Verstorbener Komponist Ryuichi Sakamoto: Die aufbauenden Beats der Melancholie

Zum Tod des japanischen Komponisten und Pop-Virtuosen Ryuichi Sakamoto.
Das Verhältnis zwischen Musik und Bild ist selten gerecht. Das Ideal von Synästhesie bleibt meist ein Traum, denn wer zuerst da ist, gewinnt – und das ist meist das Bild. Legionen von Filmkomponisten beklagten sich über all die unmusikalischen Regisseure, die ihre Hervorbringungen wahllos zerschnitten oder mit Sprache und Geräuschen übertönten.
Ryuichi Sakamoto muss dieses Kräfteverhältnis gleich bei seinem ersten Auftrag für Nagisa Oshimas Kriegsgefangenendrama „Furyo – Merry Christmas Mr. Lawrence“ durchschaut haben. Der 30-Jährige spielte neben David Bowie selbst eine tragende Rolle, sah blendend aus – aber fand sich fürchterlich. Also übertönte er, wie er gern erzählte, sein Spiel hemmungslos in seiner zweiten Rolle als Filmkomponist, und Oshima hatte offensichtlich nichts dagegen. Sakamotos ganzes Werk – in Pop, zeitgenössischer Konzertmusik und Filmkomposition – sollte sich fortan geltenden Hierarchien widersetzen.
Wie er 2018 in einem Interview mit der iranisch-amerikanischen Regisseurin Shirin Neshat ausführte, das man bei Youtube sehen kann, fand er den Schlüssel für sein Musikverständnis schon als Kind. Wie ungerecht erschien es ihm, dass die linke Hand nur die rechte begleiten sollte. Dann aber entdeckte er Johann Sebastian Bach, und die Töne liefen plötzlich Hand in Hand.

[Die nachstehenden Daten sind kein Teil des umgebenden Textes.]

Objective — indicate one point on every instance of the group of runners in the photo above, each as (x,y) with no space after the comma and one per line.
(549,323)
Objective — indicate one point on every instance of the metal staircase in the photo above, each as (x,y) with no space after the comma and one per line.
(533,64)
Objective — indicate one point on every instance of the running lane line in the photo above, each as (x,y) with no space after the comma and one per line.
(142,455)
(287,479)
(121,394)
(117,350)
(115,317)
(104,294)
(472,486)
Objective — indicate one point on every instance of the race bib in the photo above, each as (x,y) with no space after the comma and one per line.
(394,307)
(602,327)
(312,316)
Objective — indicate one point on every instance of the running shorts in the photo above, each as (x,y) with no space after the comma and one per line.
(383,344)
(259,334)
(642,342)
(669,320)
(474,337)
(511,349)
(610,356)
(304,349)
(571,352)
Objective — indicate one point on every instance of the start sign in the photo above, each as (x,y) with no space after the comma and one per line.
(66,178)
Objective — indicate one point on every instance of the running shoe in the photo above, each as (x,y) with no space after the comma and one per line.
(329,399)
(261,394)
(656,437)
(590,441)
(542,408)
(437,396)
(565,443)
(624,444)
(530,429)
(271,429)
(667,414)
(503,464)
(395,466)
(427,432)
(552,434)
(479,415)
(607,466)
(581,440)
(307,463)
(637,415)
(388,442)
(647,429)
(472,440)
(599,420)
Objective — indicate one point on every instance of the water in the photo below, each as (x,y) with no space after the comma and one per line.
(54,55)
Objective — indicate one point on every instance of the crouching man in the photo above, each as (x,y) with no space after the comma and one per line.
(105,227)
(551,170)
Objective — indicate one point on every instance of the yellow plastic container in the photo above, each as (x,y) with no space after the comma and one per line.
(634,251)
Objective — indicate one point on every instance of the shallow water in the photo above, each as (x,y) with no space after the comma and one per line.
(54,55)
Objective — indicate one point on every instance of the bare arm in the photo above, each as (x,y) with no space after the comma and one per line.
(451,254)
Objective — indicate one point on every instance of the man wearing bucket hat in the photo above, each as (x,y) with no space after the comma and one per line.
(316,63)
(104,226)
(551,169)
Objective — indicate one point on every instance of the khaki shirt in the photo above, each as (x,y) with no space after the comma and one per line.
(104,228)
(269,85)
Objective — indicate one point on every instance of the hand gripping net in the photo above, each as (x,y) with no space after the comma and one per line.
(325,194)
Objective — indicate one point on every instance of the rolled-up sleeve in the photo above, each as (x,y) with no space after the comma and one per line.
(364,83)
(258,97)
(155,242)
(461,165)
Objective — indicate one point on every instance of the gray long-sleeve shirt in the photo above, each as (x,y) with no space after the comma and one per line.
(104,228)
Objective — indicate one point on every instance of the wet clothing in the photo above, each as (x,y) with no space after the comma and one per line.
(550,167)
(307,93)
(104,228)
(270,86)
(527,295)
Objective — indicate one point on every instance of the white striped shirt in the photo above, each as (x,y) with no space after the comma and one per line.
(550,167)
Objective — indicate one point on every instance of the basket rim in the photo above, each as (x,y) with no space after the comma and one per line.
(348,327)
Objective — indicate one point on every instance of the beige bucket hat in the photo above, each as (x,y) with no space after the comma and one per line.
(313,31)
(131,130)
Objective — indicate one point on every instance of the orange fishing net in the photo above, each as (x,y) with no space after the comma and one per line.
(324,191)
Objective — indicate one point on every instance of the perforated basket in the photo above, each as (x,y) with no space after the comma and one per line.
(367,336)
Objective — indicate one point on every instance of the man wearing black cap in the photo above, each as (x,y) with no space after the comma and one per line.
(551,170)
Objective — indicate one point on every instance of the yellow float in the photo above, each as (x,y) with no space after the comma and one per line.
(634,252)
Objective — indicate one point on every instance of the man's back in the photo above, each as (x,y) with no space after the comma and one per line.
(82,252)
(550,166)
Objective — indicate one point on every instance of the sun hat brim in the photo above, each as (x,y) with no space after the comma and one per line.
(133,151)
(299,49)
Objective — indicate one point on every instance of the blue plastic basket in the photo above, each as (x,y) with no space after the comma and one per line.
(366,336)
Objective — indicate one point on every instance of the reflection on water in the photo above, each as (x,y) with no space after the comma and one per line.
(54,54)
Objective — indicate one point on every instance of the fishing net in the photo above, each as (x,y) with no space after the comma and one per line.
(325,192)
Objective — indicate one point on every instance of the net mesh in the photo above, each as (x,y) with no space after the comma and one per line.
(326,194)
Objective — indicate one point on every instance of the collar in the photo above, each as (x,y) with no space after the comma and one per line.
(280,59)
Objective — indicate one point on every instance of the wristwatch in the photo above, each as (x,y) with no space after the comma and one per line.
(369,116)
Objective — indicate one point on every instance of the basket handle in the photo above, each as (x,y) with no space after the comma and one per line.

Tatsächlich blieb der Kontrapunkt die Konstante seines Werks. Wohl kein Komponist der Gegenwart – abgesehen vielleicht von Beatles und Quincy Jones – verfügte über eine solche stilistische Bandbreite. „Ich bin einfach schizophren“, fasste er den Umstand zusammen, dass nach einem House-Album eine Hip-Hop-Platte kam, danach etwas für Soloklavier, dann ein Werk für Sinfonieorchester oder eine Filmmusik. Und auch in dieser Gattung konnten es gewaltige Epen sein wie Bertoluccis „Der letzte Kaiser“, der ihm 1988 gemeinsam mit David Byrne den Oscar eintrug oder ein kleiner künstlerischer Film wie Neshats deutsch-österreichisch-französische Koproduktion „Women Without Men“.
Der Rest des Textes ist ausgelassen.